On Mon, Jan 5, 2009 at 1:21 PM, Josh Berkus <josh(at)agliodbs(dot)com> wrote:
> I attended a number of industry conferencences for Sun (Sun, Oracle, IBM,
> various Java companies). And I can tell you, I would *never* in a million
> years have paid to sit in one single presentation I attended. Even when the
> subject matter was personally interesting to me, the presentation style was
> like waiting for pitch to drip. And, looking around, 90% of the attendees
> were doing their e-mail and never even looked at the speaker.
If you wouldn't have paid to be in a presentation that was interesting to
you, why would you go to the conference at all? Going as a representative
of a company who has sponsored the conference is different than someone
paying to attend. Which viewpoint are you representing?
> Standardized slide templates contributed significantly to the boredom.
> "What presentation am I in again? Is this Scaling J2EE Servers, or Web
> Security? Haven't I seen this slide before?"
IMO, that's completely bogus. If you don't know what presentation you're
in, or why you attended it, that's a whole other problem altogether. No one
puts the title of their session on every slide, so the basis of your
argument, that the slides themselves help you determine which presentation
you're in, seems bogus to me.
I successfully fought the JavaOne committee last year *not* to use the
> JavaOne template because it interfered with my delivery.
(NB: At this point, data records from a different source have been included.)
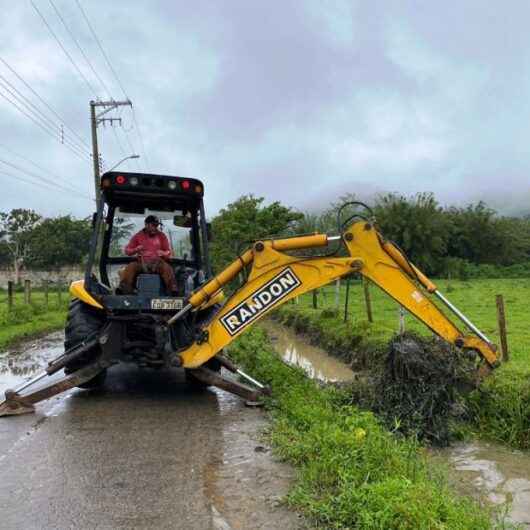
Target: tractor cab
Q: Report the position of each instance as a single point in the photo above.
(126, 200)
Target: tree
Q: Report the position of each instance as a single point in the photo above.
(244, 221)
(15, 230)
(418, 225)
(59, 241)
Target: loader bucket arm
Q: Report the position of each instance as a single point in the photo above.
(275, 277)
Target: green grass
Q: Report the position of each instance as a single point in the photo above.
(26, 320)
(501, 407)
(352, 473)
(475, 298)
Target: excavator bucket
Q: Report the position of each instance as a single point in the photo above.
(15, 403)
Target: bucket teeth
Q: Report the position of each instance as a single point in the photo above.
(14, 404)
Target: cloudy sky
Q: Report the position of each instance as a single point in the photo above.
(298, 101)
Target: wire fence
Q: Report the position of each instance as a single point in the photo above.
(49, 293)
(356, 299)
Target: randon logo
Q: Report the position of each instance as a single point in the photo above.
(260, 301)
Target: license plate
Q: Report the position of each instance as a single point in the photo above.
(166, 303)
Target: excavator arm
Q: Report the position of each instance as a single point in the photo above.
(275, 277)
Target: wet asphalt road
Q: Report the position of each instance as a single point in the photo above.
(145, 452)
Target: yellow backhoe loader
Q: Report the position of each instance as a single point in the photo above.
(189, 329)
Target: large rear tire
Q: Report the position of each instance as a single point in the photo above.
(82, 321)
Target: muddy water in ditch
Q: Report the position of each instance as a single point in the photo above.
(492, 474)
(299, 352)
(19, 364)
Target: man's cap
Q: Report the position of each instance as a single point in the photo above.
(152, 219)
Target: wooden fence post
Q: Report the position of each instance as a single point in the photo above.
(9, 295)
(401, 320)
(27, 291)
(367, 300)
(501, 319)
(347, 299)
(46, 293)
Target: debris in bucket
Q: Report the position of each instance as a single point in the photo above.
(418, 389)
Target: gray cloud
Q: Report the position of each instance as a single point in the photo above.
(298, 102)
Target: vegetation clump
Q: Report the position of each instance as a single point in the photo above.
(417, 391)
(353, 473)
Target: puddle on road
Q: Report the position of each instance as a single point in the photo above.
(22, 363)
(297, 351)
(492, 473)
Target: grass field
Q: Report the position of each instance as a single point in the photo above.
(352, 472)
(475, 298)
(26, 320)
(500, 408)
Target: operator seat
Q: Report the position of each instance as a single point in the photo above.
(150, 285)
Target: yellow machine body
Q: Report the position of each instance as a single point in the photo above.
(275, 277)
(77, 290)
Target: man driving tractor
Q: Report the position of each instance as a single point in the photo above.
(151, 247)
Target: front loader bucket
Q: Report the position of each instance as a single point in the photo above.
(15, 403)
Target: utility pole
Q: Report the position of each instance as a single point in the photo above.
(95, 120)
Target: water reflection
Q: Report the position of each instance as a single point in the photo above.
(22, 363)
(498, 474)
(297, 351)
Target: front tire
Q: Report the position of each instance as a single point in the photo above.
(82, 321)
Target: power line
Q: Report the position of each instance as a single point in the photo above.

The result? My
> presentation was voted #2 or #3 in the conference overall (out of > 200),
> even though it had no real Java content.
Hmm, seems like too many variables there to me. Am I correct in saying that
you attribute your success solely to your slide deck and not your delivery,
questions answered, etc.?
> OSCON, the hardest-to-get-into OSS conference in the English speaking
> world, offers "OSCON" slide templates. But we don't force or even harass
> people to use them; we prefer speakers with their own distinctive style.
Have you seen some of the PG presentations? I recall two or three at PGCon
last year which were difficult to read due to colors and/or too much text on
a single slide. If you were at the back of the room, you were screwed.
Now, could someone jam way too much text into a standardized slide? Sure.
But, it's going to be a bit more obvious that you're doing something wrong
when your slides stop looking like the templates (such as 15 bullets at a
font size of 8pt instead of 5 or so at a font size of 14pt).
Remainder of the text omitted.